All of lore.kernel.org
 help / color / mirror / Atom feed
* [REGRESSION] kmemleak: commit c566586818 causes failure to boot
@ 2019-10-14  2:26 Theodore Y. Ts'o
  2019-10-14  7:03 ` Catalin Marinas
  0 siblings, 1 reply; 7+ messages in thread
From: Theodore Y. Ts'o @ 2019-10-14  2:26 UTC (permalink / raw)
  To: catalin.marinas; +Cc: Linus Torvalds, Linux Kernel Mailing List

[-- Attachment #1: Type: text/plain, Size: 2927 bytes --]

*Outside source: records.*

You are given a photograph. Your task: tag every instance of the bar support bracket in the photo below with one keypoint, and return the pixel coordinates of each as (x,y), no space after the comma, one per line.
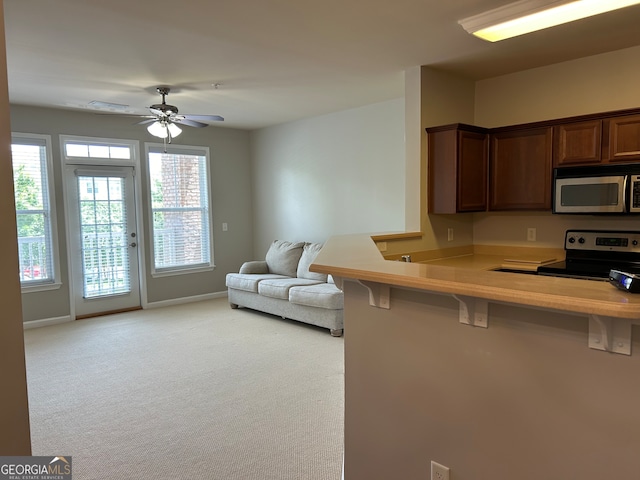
(379,293)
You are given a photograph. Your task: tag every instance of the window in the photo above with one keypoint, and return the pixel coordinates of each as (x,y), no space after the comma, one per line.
(178,186)
(35,214)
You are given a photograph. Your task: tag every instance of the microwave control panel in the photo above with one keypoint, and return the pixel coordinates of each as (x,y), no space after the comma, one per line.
(603,240)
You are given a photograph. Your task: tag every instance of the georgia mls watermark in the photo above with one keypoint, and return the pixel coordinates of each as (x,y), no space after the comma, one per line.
(35,468)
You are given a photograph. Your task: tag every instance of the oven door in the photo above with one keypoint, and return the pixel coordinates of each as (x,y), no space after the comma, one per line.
(597,194)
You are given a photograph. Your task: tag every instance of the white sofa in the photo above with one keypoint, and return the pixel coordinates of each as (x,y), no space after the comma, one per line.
(283,285)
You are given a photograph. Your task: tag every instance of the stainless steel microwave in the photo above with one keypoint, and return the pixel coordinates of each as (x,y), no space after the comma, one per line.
(613,189)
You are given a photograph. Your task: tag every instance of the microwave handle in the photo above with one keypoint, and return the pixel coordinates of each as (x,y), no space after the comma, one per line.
(625,186)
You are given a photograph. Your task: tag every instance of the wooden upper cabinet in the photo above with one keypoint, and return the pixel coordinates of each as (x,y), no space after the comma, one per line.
(577,143)
(458,165)
(520,169)
(624,139)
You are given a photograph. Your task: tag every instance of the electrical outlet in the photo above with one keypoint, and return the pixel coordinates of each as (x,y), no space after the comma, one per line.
(439,472)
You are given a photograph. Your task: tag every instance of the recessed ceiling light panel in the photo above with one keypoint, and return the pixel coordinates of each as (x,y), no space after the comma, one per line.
(526,16)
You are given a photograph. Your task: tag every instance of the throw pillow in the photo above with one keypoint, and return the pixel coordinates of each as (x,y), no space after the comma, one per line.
(283,257)
(309,253)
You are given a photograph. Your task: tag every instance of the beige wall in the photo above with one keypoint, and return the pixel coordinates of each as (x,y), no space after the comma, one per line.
(524,399)
(334,174)
(588,85)
(15,438)
(443,98)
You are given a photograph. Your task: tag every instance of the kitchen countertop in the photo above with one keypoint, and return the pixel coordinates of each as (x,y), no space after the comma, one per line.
(357,257)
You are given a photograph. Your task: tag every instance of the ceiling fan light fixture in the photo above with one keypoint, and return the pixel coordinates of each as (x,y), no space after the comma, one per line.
(526,16)
(158,129)
(174,130)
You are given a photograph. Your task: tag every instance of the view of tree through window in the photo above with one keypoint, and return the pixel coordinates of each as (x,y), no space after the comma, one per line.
(32,212)
(179,197)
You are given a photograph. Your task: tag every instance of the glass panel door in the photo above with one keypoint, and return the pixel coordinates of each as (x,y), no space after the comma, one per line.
(103,239)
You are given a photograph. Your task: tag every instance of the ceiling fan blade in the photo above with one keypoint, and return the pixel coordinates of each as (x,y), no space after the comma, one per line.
(210,118)
(157,112)
(121,115)
(191,123)
(148,120)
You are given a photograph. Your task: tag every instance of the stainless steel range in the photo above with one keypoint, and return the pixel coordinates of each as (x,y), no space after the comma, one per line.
(592,254)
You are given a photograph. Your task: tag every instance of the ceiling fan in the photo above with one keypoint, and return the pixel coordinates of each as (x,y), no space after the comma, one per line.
(164,117)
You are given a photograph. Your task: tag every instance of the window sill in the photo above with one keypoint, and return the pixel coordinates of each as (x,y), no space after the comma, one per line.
(40,287)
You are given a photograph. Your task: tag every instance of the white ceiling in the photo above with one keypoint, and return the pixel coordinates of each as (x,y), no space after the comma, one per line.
(275,60)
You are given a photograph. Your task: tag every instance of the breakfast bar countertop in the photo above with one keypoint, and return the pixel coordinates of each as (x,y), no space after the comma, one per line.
(357,257)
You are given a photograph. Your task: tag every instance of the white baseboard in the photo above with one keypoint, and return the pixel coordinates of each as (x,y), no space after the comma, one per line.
(46,322)
(164,303)
(180,301)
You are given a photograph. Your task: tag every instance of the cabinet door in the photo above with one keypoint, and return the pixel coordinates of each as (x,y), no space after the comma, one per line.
(458,162)
(577,143)
(624,139)
(520,170)
(472,171)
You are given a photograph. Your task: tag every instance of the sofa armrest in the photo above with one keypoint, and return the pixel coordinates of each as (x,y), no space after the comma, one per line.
(256,266)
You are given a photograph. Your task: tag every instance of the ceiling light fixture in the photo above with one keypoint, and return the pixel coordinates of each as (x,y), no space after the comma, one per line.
(162,129)
(526,16)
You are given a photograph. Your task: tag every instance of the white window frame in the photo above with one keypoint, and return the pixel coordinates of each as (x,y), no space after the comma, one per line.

Commit c566586818 ("mm: kmemleak: use the memory pool for early
allocations") causes my test kernels to fail to boot on using both kvm
and using Google Compute Engine.  A git bisect localized it to
c566586818, and I confirmed by test building v5.4-rc3, which failed as
above using KVM.  When I reverted c566586818 the kernel booted
successfully.

The symptoms are that the boot hangs after:

[    2.844808] hctosys: unable to open rtc device (rtc0)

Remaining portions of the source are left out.